Промышленное производство в проигравшей Вторую мировую войну Германии составило чуть больше трети от довоенного уровня. Этот спад сопровождался крайне неприятными явлениями на потребительском рынке и в социальной сфере — народ, попросту говоря, голодал. Была разрушена институциональная структура народного хозяйства, а общенациональный рынок раздробился на региональные.
И пример из нашей истории: Россия после серии революций, Первой мировой и Гражданской войн. Показательно, что даже после таких потрясений хозяйственная жизнь полностью не замирает. Причем функционируют не только аграрный сектор и предприятия, перерабатывающие сельхозпродукцию. Продолжаются производство электроэнергии и выплавка стали, работают даже некоторые машиностроительные заводы. Общенациональный рынок в этих условиях, конечно, оказывается разрушенным, торговля и обмен ведутся почти исключительно внутри регионов. По приблизительной оценке, объем промышленного производства в России в 1921 году составил 10-15% от дореволюционного уровня.
Разобранные аналогии показывают, что нам есть куда еще падать и что теперешнее состояние хозяйства катастрофическим еще не назовешь. Собственно, это дано нам и в ощущениях.
Сейчас мы находимся в гораздо лучшем состоянии, чем послевоенная Германия или уж тем более послереволюционная Россия. Вероятно, самый близкий аналог нынешнему спаду в России — Великая депрессия, поскольку дело здесь не столько в глубине кризиса, сколько в его природе. Так же как Великая депрессия была естественным завершением сорокалетней экономической волны развития западной хозяйственной системы, переживаемый нами кризис следует рассматривать как естественное завершение послевоенной экономической волны развития советского хозяйства. Более того, хотя формально спад и промышленного производства, и ВВП (в 1994 г. примерно 60% от уровня 1991 г.) у нас больше, чем в США в 1933 г., наше положение все же представляется предпочтительнее. Безработица пока не стала важнейшим фактором экономической и политической жизни, благосостояние абсолютного большинства людей хоть и заметно ухудшилось, но не претерпело кардинальных изменений. Наконец, некоторые секторы экономики — торговля, банки и другие финансовые институты, экспортно ориентированные отрасли — если не процветают, то чувствуют себя вполне уверенно.

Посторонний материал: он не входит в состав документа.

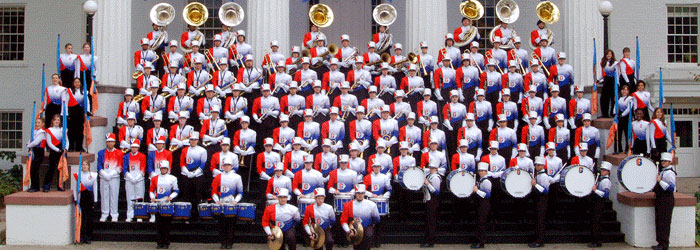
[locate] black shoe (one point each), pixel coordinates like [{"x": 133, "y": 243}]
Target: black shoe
[
  {"x": 595, "y": 245},
  {"x": 535, "y": 244}
]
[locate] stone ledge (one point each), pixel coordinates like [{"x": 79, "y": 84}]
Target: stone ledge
[
  {"x": 40, "y": 198},
  {"x": 73, "y": 158},
  {"x": 647, "y": 199}
]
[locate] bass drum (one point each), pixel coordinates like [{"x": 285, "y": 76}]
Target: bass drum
[
  {"x": 461, "y": 183},
  {"x": 577, "y": 180},
  {"x": 516, "y": 182},
  {"x": 637, "y": 174}
]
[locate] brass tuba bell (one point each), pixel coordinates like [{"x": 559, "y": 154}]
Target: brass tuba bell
[{"x": 321, "y": 15}]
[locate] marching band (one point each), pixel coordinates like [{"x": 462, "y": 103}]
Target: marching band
[{"x": 360, "y": 126}]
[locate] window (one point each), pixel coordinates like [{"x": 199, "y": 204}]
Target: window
[
  {"x": 11, "y": 33},
  {"x": 682, "y": 34},
  {"x": 10, "y": 130}
]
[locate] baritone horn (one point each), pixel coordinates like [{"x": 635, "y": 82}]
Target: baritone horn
[{"x": 161, "y": 14}]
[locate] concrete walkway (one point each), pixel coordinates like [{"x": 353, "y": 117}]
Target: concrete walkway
[{"x": 144, "y": 245}]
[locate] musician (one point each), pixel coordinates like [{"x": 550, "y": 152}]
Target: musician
[
  {"x": 305, "y": 77},
  {"x": 562, "y": 75},
  {"x": 379, "y": 187},
  {"x": 472, "y": 134},
  {"x": 553, "y": 106},
  {"x": 413, "y": 85},
  {"x": 311, "y": 37},
  {"x": 533, "y": 135},
  {"x": 309, "y": 131},
  {"x": 67, "y": 68},
  {"x": 169, "y": 81},
  {"x": 411, "y": 134},
  {"x": 197, "y": 78},
  {"x": 223, "y": 79},
  {"x": 280, "y": 80},
  {"x": 319, "y": 102},
  {"x": 491, "y": 82},
  {"x": 461, "y": 33},
  {"x": 205, "y": 105},
  {"x": 180, "y": 132},
  {"x": 109, "y": 165},
  {"x": 453, "y": 114},
  {"x": 381, "y": 157},
  {"x": 498, "y": 54},
  {"x": 434, "y": 156},
  {"x": 244, "y": 141},
  {"x": 561, "y": 136},
  {"x": 627, "y": 70},
  {"x": 508, "y": 108},
  {"x": 227, "y": 187},
  {"x": 217, "y": 160},
  {"x": 267, "y": 160},
  {"x": 293, "y": 61},
  {"x": 360, "y": 78},
  {"x": 320, "y": 214},
  {"x": 444, "y": 79},
  {"x": 483, "y": 112},
  {"x": 130, "y": 131},
  {"x": 163, "y": 189},
  {"x": 602, "y": 193},
  {"x": 432, "y": 182},
  {"x": 577, "y": 107},
  {"x": 134, "y": 172},
  {"x": 250, "y": 78},
  {"x": 363, "y": 210},
  {"x": 468, "y": 78},
  {"x": 541, "y": 183},
  {"x": 483, "y": 190},
  {"x": 173, "y": 57},
  {"x": 277, "y": 182},
  {"x": 426, "y": 109},
  {"x": 192, "y": 161},
  {"x": 426, "y": 62},
  {"x": 236, "y": 106},
  {"x": 282, "y": 215},
  {"x": 371, "y": 56},
  {"x": 326, "y": 161},
  {"x": 332, "y": 79},
  {"x": 309, "y": 179},
  {"x": 582, "y": 158}
]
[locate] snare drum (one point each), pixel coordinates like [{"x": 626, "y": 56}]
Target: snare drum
[
  {"x": 303, "y": 203},
  {"x": 516, "y": 182},
  {"x": 246, "y": 211},
  {"x": 229, "y": 210},
  {"x": 382, "y": 205},
  {"x": 182, "y": 210},
  {"x": 461, "y": 183},
  {"x": 577, "y": 180},
  {"x": 204, "y": 211},
  {"x": 167, "y": 209},
  {"x": 141, "y": 210},
  {"x": 637, "y": 174},
  {"x": 153, "y": 208},
  {"x": 412, "y": 178},
  {"x": 339, "y": 202}
]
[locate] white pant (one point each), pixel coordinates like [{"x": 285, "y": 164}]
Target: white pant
[
  {"x": 133, "y": 191},
  {"x": 109, "y": 193}
]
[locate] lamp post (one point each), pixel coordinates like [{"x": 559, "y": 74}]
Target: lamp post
[
  {"x": 90, "y": 8},
  {"x": 605, "y": 8}
]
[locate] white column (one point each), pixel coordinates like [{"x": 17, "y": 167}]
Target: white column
[
  {"x": 427, "y": 22},
  {"x": 582, "y": 23},
  {"x": 267, "y": 20}
]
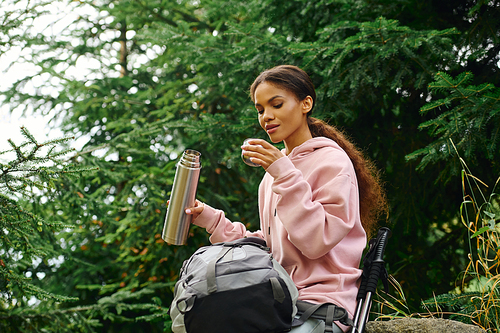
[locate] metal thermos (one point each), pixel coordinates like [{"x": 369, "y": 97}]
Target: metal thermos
[{"x": 177, "y": 222}]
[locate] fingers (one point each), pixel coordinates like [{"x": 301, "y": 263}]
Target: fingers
[
  {"x": 261, "y": 152},
  {"x": 196, "y": 210}
]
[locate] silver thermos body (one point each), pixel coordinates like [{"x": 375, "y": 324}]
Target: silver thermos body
[{"x": 183, "y": 195}]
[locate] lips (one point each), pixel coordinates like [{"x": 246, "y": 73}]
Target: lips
[{"x": 271, "y": 128}]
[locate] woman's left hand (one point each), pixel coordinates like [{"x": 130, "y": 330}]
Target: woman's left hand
[{"x": 261, "y": 152}]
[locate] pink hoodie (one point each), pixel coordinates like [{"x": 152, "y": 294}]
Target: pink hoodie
[{"x": 309, "y": 217}]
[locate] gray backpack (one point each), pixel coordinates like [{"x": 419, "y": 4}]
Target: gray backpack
[{"x": 233, "y": 287}]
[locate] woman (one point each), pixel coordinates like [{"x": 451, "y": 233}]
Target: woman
[{"x": 317, "y": 200}]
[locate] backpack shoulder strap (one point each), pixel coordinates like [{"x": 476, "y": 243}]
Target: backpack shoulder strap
[{"x": 328, "y": 312}]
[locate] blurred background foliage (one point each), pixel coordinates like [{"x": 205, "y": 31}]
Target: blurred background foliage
[{"x": 400, "y": 77}]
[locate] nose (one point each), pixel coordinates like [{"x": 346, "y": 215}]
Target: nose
[{"x": 268, "y": 114}]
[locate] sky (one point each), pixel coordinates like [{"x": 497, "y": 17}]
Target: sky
[{"x": 12, "y": 69}]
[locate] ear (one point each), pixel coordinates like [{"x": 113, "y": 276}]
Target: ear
[{"x": 307, "y": 104}]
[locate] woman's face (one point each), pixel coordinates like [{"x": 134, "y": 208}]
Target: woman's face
[{"x": 282, "y": 115}]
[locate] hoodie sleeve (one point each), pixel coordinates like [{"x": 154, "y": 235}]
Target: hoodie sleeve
[
  {"x": 318, "y": 212},
  {"x": 220, "y": 228}
]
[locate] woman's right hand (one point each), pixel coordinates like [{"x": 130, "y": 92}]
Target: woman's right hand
[{"x": 196, "y": 210}]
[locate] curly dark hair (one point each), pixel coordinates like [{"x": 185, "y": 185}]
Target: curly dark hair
[{"x": 372, "y": 198}]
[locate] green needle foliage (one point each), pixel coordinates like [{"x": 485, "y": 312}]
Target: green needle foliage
[
  {"x": 26, "y": 237},
  {"x": 471, "y": 119}
]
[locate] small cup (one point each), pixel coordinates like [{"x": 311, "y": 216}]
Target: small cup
[{"x": 246, "y": 159}]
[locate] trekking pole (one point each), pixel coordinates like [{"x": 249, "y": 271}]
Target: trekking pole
[{"x": 369, "y": 283}]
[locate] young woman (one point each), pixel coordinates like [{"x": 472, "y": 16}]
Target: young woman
[{"x": 317, "y": 200}]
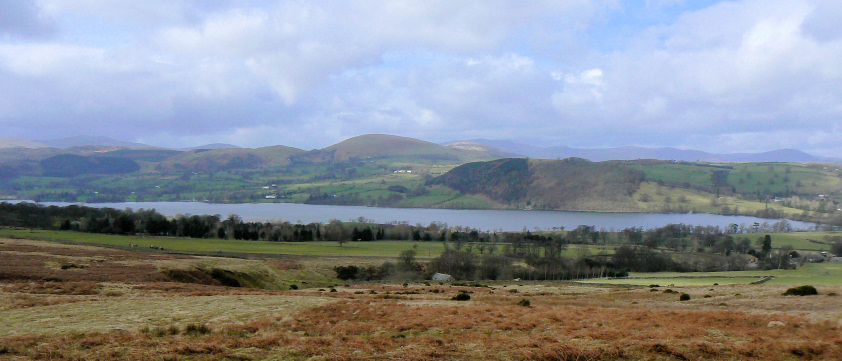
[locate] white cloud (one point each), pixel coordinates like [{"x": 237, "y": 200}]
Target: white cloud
[{"x": 311, "y": 73}]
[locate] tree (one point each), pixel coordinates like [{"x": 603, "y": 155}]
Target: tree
[
  {"x": 767, "y": 245},
  {"x": 407, "y": 258}
]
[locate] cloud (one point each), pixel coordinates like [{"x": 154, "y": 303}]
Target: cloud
[
  {"x": 23, "y": 18},
  {"x": 728, "y": 72},
  {"x": 307, "y": 74}
]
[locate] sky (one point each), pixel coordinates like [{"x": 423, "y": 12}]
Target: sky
[{"x": 718, "y": 76}]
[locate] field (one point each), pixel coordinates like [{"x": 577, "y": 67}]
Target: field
[
  {"x": 813, "y": 274},
  {"x": 71, "y": 302}
]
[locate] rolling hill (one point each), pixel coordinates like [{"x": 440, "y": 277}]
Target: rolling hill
[
  {"x": 665, "y": 153},
  {"x": 384, "y": 146},
  {"x": 9, "y": 142},
  {"x": 568, "y": 184},
  {"x": 209, "y": 160}
]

Два типа промышленного роста для России — колониальный и технологический
Первый вариант логично вытекает из тенденций прошедших лет реформирования экономики
Ясно, что с выходом на режим колониального роста рубль будет слабеть, доллар — укрепляться
Ставку на внутренний рынок и соответственно инвестиции в российскую обрабатывающую промышленность можно будет делать только в расчете на действительно недорогую и массовую продукцию
В России есть шанс и для отечественных высокотехнологических производств, но скорее всего такие компании не сохранятся как чисто российские
Рост экономики — это еще не развитие
В этих условиях ключевые решения в стране должны быть приняты на другом уровне. Речь идет о самих предпринимателях
Сказанное очень важно при рассмотрении проблемы возможного перехода экономики к росту. Эта проблема, похоже, уже назрела (как в первом полугодии 1994 года назрела нынешняя депрессия). И, вероятнее всего, вне зависимости от проводимой экономической политики (исключая явно абсурдные решения, которые, впрочем, исключать не следует), некий рост может начаться уже в пределах 1995 года. Уж во всяком случае можно говорить о том, что в пределах 1995 года сформируются определенные предпосылки роста. Каким же он будет?

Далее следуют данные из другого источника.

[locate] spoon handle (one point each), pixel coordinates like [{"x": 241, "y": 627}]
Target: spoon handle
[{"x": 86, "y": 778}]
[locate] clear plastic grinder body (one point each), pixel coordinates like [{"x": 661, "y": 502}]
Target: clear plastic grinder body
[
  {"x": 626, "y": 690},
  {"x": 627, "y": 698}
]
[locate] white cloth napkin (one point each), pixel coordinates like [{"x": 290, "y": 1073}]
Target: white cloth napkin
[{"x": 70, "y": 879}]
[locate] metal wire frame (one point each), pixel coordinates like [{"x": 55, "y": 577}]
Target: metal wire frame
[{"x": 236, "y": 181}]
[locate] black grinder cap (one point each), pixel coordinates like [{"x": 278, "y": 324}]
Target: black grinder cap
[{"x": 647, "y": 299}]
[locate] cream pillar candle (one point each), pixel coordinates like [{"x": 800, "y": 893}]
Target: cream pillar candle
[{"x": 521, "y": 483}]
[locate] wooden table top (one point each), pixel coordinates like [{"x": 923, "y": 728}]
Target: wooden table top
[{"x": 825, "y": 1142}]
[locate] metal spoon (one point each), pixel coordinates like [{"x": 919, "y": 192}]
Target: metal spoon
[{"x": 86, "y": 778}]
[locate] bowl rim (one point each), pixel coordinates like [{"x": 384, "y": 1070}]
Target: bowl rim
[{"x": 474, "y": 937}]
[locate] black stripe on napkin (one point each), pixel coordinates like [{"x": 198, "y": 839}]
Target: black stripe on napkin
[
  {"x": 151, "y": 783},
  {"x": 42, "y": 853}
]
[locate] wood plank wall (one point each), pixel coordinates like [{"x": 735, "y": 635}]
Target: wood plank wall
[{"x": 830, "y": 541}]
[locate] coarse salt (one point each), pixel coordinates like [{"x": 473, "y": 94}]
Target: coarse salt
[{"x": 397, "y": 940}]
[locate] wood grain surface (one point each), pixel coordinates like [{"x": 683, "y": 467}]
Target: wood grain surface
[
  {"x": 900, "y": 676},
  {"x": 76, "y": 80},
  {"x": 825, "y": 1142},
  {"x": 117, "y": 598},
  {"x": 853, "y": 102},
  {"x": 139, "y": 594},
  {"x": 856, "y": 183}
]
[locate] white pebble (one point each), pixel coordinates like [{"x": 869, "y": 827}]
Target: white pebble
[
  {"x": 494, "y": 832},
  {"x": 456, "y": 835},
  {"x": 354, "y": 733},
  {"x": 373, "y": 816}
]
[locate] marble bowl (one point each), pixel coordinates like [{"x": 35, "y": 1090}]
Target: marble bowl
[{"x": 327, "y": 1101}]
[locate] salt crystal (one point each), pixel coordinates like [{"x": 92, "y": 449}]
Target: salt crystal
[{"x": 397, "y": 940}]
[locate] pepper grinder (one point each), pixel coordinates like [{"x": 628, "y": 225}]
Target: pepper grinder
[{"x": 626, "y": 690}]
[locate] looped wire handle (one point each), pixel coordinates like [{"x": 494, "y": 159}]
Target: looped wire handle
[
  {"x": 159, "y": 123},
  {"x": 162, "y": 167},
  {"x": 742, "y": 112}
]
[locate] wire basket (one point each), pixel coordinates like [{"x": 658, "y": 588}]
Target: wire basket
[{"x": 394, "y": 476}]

Сразу отметим, что абстрактная постановка об экономическом росте как таковом бессмысленна, рост экономики — это прежде всего устойчиво расширяющийся сбыт продукции. И поэтому тип хозяйственного роста целиком зависит от того, на какие рынки, на какой спрос ориентирована экономика. Применительно к нынешней России просматриваются два возможных варианта промышленного роста.
Первый вариант логично вытекает из тенденций прошедших лет реформирования экономики на базе принципов либеральной политики простых решений. Это рост с ориентацией на внешний рынок сырьевых ресурсов — как на наиболее устойчивый, надежный и, самое главное, доступный для нашей промышленности. В России есть потенциал роста добычи нефти и газа и возможности увеличения их экспортных поставок. Существуют и другие сырьевые отрасли с конкурентоспособной продукцией, прежде всего металлургия, а также отдельные виды деревообрабатывающей и химической продукции.

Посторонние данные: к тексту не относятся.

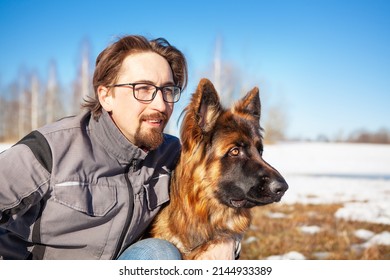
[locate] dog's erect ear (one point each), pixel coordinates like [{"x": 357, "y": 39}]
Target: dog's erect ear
[
  {"x": 202, "y": 112},
  {"x": 249, "y": 105},
  {"x": 208, "y": 105}
]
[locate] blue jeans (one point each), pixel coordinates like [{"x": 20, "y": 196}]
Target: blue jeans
[{"x": 151, "y": 249}]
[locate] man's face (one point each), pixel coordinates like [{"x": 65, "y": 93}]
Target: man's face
[{"x": 142, "y": 123}]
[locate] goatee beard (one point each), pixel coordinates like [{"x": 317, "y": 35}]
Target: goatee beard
[{"x": 153, "y": 137}]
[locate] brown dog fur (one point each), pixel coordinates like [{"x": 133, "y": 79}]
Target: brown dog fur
[{"x": 199, "y": 214}]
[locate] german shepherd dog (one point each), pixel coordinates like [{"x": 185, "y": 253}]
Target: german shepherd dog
[{"x": 220, "y": 175}]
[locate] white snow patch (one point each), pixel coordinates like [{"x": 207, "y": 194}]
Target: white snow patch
[
  {"x": 382, "y": 238},
  {"x": 310, "y": 229},
  {"x": 293, "y": 255},
  {"x": 364, "y": 234},
  {"x": 356, "y": 175},
  {"x": 276, "y": 215}
]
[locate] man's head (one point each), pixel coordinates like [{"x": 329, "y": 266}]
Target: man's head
[{"x": 120, "y": 68}]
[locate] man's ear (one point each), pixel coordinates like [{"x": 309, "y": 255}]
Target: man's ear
[{"x": 105, "y": 97}]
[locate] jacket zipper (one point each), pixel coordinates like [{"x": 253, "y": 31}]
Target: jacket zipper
[{"x": 130, "y": 212}]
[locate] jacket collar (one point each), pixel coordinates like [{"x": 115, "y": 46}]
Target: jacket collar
[{"x": 113, "y": 141}]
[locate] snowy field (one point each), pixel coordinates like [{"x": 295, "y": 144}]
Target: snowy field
[{"x": 355, "y": 175}]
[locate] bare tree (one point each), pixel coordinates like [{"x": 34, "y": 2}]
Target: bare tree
[{"x": 82, "y": 86}]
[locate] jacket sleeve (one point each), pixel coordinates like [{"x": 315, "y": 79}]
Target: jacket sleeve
[{"x": 24, "y": 176}]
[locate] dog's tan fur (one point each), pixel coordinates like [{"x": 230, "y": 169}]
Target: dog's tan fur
[{"x": 195, "y": 218}]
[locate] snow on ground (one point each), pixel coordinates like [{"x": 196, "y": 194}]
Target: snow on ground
[{"x": 355, "y": 175}]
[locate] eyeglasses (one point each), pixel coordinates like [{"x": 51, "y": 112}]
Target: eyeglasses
[{"x": 147, "y": 92}]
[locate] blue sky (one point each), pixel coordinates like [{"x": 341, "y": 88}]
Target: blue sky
[{"x": 326, "y": 64}]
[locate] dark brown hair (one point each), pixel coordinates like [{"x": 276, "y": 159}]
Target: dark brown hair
[{"x": 109, "y": 62}]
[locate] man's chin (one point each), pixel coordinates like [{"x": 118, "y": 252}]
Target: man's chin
[{"x": 150, "y": 140}]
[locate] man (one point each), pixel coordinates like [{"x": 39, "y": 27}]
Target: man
[{"x": 87, "y": 187}]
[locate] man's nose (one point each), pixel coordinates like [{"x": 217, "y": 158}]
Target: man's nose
[{"x": 158, "y": 102}]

Видимым преимуществом такого варианта является то, что переход в режим роста может быть осуществлен достаточно быстро. Однако при этом приходится ставить крест на отечественной обрабатывающей промышленности, да и темпы роста экономики в целом не могут быть особенно высокими, так как они определяются емкостью внешнего рынка, а емкость эта, в свою очередь, определяется прежде всего потребностями экономик развитых стран с относительно невысокими темпами роста. Создается также и крайняя уязвимость хозяйства со стороны колебаний конъюнктуры внешнего рынка. Причем в условиях такого типа роста возможность выскочить за пределы экспорта сырья и переориентироваться на внешний рынок конечной продукции практически отсутствует. Это требует технологической перестройки экономики, которую невозможно осуществить без активизации внутреннего рынка инвестиций.
Подобный путь развития приводит к формированию экономики колониального типа роста.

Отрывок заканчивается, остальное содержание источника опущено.